The accidental finding

By woodpeckers

Elegant elephant grass

I went to see GH this morning. CleanSteve drove me. GG announced that she had a list of jobs for me, starting with "apply for an Irish passport". Reader, I've done this for myself. It took a lot of evidence-gathering and signatures, and five months passed before the passport arrived.

Fortunately I discovered that GG's father's Irish birth certificate had been destroyed in the great public records fire of 1922, meaning that we didn't have to proceed with the application today. Just as well, because no one in Dublin was answering the phone.

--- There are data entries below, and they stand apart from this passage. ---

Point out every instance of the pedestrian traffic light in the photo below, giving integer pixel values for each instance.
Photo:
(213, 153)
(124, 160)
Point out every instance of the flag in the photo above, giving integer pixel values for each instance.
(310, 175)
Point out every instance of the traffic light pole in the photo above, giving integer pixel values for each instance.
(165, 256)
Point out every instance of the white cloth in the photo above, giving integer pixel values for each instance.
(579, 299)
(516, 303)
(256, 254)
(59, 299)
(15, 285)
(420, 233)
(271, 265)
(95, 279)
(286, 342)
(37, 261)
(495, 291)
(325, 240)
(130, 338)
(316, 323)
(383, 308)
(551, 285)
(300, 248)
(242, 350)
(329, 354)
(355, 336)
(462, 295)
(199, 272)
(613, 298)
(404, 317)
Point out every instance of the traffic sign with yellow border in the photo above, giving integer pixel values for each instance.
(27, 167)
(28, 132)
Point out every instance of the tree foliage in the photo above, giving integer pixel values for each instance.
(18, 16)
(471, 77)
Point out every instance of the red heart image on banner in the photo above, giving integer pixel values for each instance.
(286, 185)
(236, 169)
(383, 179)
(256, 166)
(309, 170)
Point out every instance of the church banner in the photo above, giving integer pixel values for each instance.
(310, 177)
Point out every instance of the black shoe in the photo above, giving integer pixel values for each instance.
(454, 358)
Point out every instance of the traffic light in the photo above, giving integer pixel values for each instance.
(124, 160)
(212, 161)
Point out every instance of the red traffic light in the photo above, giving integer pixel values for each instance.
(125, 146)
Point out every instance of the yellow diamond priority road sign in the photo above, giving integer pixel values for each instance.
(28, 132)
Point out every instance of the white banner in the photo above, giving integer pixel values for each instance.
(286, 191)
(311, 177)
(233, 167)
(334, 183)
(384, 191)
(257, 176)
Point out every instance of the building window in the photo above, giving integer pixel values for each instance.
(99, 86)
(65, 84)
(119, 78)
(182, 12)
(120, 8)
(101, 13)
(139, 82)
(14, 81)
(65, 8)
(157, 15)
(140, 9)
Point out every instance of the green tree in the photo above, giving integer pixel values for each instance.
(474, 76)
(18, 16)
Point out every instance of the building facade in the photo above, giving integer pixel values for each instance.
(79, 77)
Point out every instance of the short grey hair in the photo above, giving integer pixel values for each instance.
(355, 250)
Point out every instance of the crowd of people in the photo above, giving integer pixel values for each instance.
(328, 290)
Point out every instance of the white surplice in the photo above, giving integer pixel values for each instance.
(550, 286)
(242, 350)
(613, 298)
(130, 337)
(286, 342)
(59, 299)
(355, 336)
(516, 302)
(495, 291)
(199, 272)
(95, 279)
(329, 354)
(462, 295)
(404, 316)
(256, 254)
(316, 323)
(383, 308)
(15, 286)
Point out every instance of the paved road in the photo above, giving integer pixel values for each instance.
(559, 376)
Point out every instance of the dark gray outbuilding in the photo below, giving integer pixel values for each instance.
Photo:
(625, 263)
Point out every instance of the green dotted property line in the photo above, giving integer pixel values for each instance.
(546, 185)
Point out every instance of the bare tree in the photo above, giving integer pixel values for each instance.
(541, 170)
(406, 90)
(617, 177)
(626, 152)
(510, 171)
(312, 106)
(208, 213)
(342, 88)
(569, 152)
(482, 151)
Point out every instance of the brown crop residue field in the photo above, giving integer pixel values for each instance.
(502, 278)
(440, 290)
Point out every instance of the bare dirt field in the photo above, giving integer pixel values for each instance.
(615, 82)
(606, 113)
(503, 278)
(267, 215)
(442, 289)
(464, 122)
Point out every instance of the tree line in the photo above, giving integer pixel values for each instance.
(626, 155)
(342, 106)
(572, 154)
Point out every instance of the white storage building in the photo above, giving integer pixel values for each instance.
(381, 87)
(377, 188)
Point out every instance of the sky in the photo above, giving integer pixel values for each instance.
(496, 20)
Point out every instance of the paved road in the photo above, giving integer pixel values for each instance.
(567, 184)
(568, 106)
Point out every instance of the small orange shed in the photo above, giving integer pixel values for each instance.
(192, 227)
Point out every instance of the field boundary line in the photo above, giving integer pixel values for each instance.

We sat outside while doing some more chores. I can't even remember most of them. Ordering books, perhaps..Booking a virtual trip to a rose garden in Slovenia. Writing birthday cards. That sort of thing. It struck me on the way home (I walked across the commons) that I'd have had a shot at writing with my non-dominant hand by now, in the event of having my good hand encased in plaster. Also, as a leftie, I have an advantage. The world favours right-handers, so I've had to learn to use right-handed tools, whether I like it or not. So, while my right-handed writing would be shonky, I could still use scissors and tin openers with competence, and even a computer mouse, should I want to!

It took me about two hours to walk home because I stopped at Winstone's ice cream factory, had a one-scoop coffee cone and finished my book while lying on the grass of Rodborough common. It's an institution round here, the ice cream factory in the countryside, where people queue all year round, and kids and dogs frolic in the grass.

Back in the cabin, I checked into my book club online forum and wrote my comments on The Honjin Murders by Sheiko Yokomizo. While discussing misogyny with reference to the above book, but also weaving in Tess of the D'Urbervilles and Spanish Golden age dramas (honour plays), it occurred to me that my own Great-Aunt 'Bill' was exiled to a convent in Italy and died young of a horrible kidney disease. While it is not comforting to realise that this means we may have dodgy kidneys on both sides of the family, it is even more disquieting to have been told recently that she had probably had an affair with another woman, and that was the real reason for packing her off. Maybe her loss was the convent's gain? She was a talented artist; what a waste! As for having a great-aunt called Bill, well there's nothing unconventional about that, is there? Think of George in the Famous Five.

Then I listened to some more Shedunnit crime podcasts while chopping and bagging vicious brambles and nettles. Hideous work. I did about two and a half hours' worth of that, and have uncovered a rhus tree in our garden. The bad news is, it's dead. The good news, I knew that already. I guess we'll have to chop it down, since we can't even hang bird feeders on it any more.

After a shower, I finally managed to lie in the hammock and finish a podcast episode. The sky was darkening by then, while I snapped the silhouette of the elephant grass (it might be handy to get some elephants in, to clear the bottom half of the garden. Pick up spare trees with their trunks, that sort of thing). When I was sufficiently chilled, I went in and made a potato and mint salad for supper.

Now I'm debating whether to start the next crime novel tonight for the August book club, Death on the Riviera. Also thinking about what I'll do with the little boys tomorrow. I haven't looked after them for nine whole days.